Rapier checked the tubes, found them dry, their interlocks functional. He nodded to Chief Robertson, who sat at the local control panel. He then called control to tell them he was going to look into the battery compartment below the torpedo room. He lifted the hatch and peered down. The space was three feet high, thirty feet long, twenty feet wide. Once inside, a person would be lying on top of the batteries. Entry required removal of all metal objects on the body to avoid shorting the cells, each of which was the size of a household’s water heater and full of sulfuric acid. Satisfied, Rapier stood, lowered the hatch and left the torpedo room. Rapier knew the nuclear spaces aft would be ready. Chief Engineer Matt Delaney’s troops, the nukes, always were more squared away than the operations and weapons sailors, at least they thought they were. He crossed the centerline passageway to the captain’s stateroom and knocked. No reply. He opened the door and saw Pacino sitting at the table, staring into space.

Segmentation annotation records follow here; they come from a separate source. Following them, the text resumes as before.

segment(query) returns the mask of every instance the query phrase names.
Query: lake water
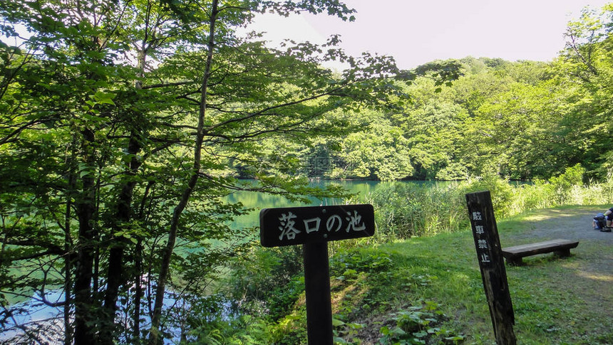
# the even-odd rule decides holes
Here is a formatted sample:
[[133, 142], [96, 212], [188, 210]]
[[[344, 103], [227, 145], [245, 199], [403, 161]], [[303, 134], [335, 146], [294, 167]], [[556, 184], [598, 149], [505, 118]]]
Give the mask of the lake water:
[[[437, 182], [431, 181], [410, 181], [410, 182], [380, 182], [376, 181], [313, 181], [311, 183], [311, 186], [321, 186], [334, 184], [343, 186], [353, 194], [356, 194], [359, 203], [364, 202], [368, 196], [377, 190], [391, 186], [393, 184], [436, 184]], [[296, 206], [320, 206], [320, 205], [335, 205], [342, 203], [342, 200], [339, 199], [324, 199], [319, 200], [316, 198], [309, 198], [310, 203], [302, 203], [299, 202], [290, 201], [282, 196], [273, 196], [269, 194], [264, 194], [257, 192], [251, 191], [236, 191], [226, 197], [226, 201], [228, 203], [241, 202], [248, 208], [252, 208], [248, 213], [237, 217], [234, 221], [231, 222], [229, 225], [234, 229], [246, 228], [256, 227], [259, 225], [259, 211], [262, 208], [277, 208], [277, 207], [296, 207]], [[59, 290], [48, 290], [53, 297], [53, 299], [60, 300], [63, 299], [61, 292]], [[48, 298], [52, 298], [48, 297]], [[170, 304], [169, 304], [170, 303]], [[172, 304], [170, 299], [165, 299], [165, 304], [170, 305]], [[34, 307], [32, 305], [32, 301], [24, 301], [21, 303], [17, 303], [19, 307], [23, 308], [24, 314], [19, 314], [16, 317], [18, 322], [28, 322], [43, 319], [53, 319], [55, 317], [61, 317], [61, 310], [60, 308], [51, 308], [46, 306], [38, 306]], [[11, 324], [9, 323], [9, 326]], [[16, 334], [15, 331], [3, 332], [0, 331], [0, 341], [6, 340]]]
[[[324, 188], [329, 184], [341, 186], [349, 193], [356, 194], [359, 202], [364, 202], [366, 197], [376, 191], [393, 185], [393, 184], [436, 184], [433, 181], [407, 181], [407, 182], [381, 182], [378, 181], [326, 181], [314, 180], [309, 185], [311, 186], [321, 186]], [[282, 196], [264, 194], [262, 193], [251, 191], [237, 191], [227, 197], [226, 200], [230, 203], [240, 201], [248, 208], [253, 208], [247, 214], [237, 217], [230, 224], [233, 229], [245, 228], [259, 225], [259, 211], [262, 208], [277, 207], [297, 207], [297, 206], [319, 206], [321, 205], [336, 205], [343, 203], [340, 199], [324, 199], [319, 200], [316, 198], [309, 198], [310, 203], [302, 203], [290, 201]]]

“Sir?” Pacino focused and looked at Rapier.
“I’ve completed my tour. The ship is rigged for sea, sir. No major discrepancies.”
“Very well, XO,” Pacino said, his voice a monotone.

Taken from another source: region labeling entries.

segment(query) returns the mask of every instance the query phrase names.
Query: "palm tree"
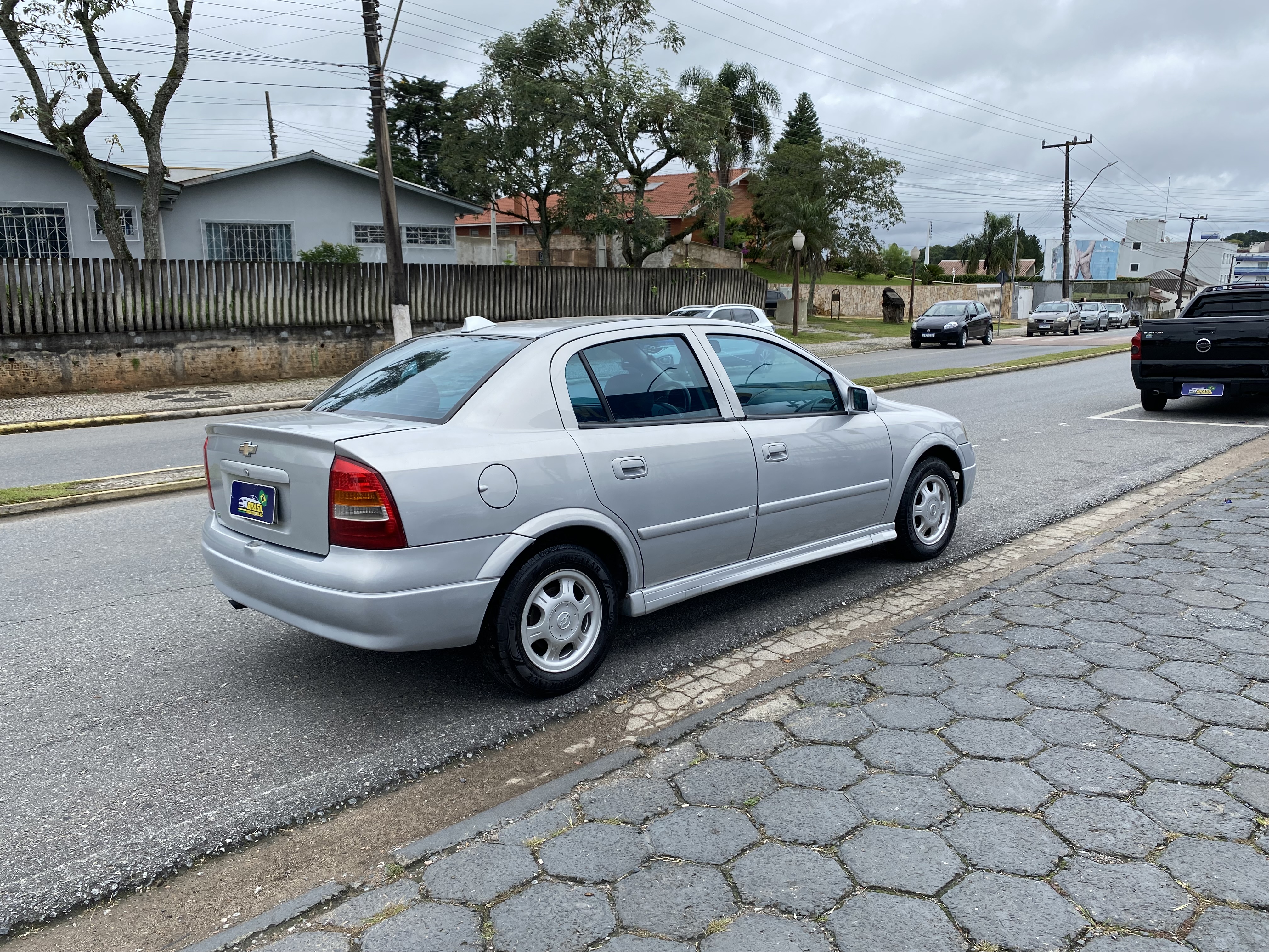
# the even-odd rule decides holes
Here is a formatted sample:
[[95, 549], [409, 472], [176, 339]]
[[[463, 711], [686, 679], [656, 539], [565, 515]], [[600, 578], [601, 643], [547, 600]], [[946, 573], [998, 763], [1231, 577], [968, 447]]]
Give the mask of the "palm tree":
[[982, 231], [977, 235], [966, 235], [961, 242], [961, 260], [964, 261], [967, 274], [978, 270], [980, 259], [985, 274], [1005, 268], [1013, 260], [1013, 251], [1014, 220], [1008, 215], [992, 215], [990, 211], [983, 212]]
[[[802, 245], [802, 267], [811, 277], [811, 297], [807, 319], [815, 311], [815, 282], [824, 274], [824, 253], [838, 245], [840, 227], [832, 216], [832, 207], [826, 198], [806, 198], [793, 195], [780, 209], [775, 223], [768, 232], [772, 261], [784, 269], [793, 263], [793, 234], [801, 231], [806, 242]], [[797, 275], [794, 275], [794, 284]], [[793, 305], [794, 314], [797, 303]], [[794, 329], [797, 325], [793, 325]]]
[[[754, 159], [755, 143], [770, 145], [772, 113], [780, 108], [780, 94], [772, 83], [759, 79], [751, 63], [725, 62], [717, 76], [693, 66], [679, 79], [680, 89], [702, 90], [717, 84], [731, 100], [731, 118], [721, 127], [711, 161], [718, 188], [731, 184], [731, 173]], [[727, 204], [718, 209], [718, 248], [727, 246]]]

“Anything else, sir?” Pacino shook his head, and Rapier got out of there. Clearly the captain had a lot on his mind. As the door shut gently and Rapier’s footsteps faded down the ladder to operations middle level, Pacino shook off memories of his father and the Russian admiral somewhere out there… He got up from the table and made his way forward into the control room to the navigation alcove. Even at flank speed they would not be able to dive until mid-afternoon because the continental shelf was some 150 miles east of the Virginia coastline. The Devilfish, after all, was designed for submerged speed… on the surface she could only do 20 knots because of the need to fight the bow wave. Pacino checked his watch impatiently, and began to calculate the time it would take to get to the marginal ice zone north of Iceland. Twenty minutes later the wardroom table was crowded with officers around the table, some clasping their hands together on the blue leather cover, some doodling on spiral notebook pages. Executive Officer Rapier took his seat to the right of the chair near the end reserved for the captain. Navigator lan Christman stood at the corner of the room at a curtain. Christman had two modes of operation: frantic or sleepy. Pacino walked into the room, accepted a cup of coffee, sat at the head of the table and waved at Christman.
“Go ahead, Nav.” Christman stepped into the pantry, the small closet between the wardroom and galley, shut its outer door and threw the bolt. He shut both wardroom doors and locked them, sealing the room. Back in the corner of the room by the captain’s chair he drew the curtain aside, revealing an Arctic Ocean chart and a blueprint of the Russian OMEGA submarine, both stamped TOP SECRET. He turned to the men in the room and pointed to the chart.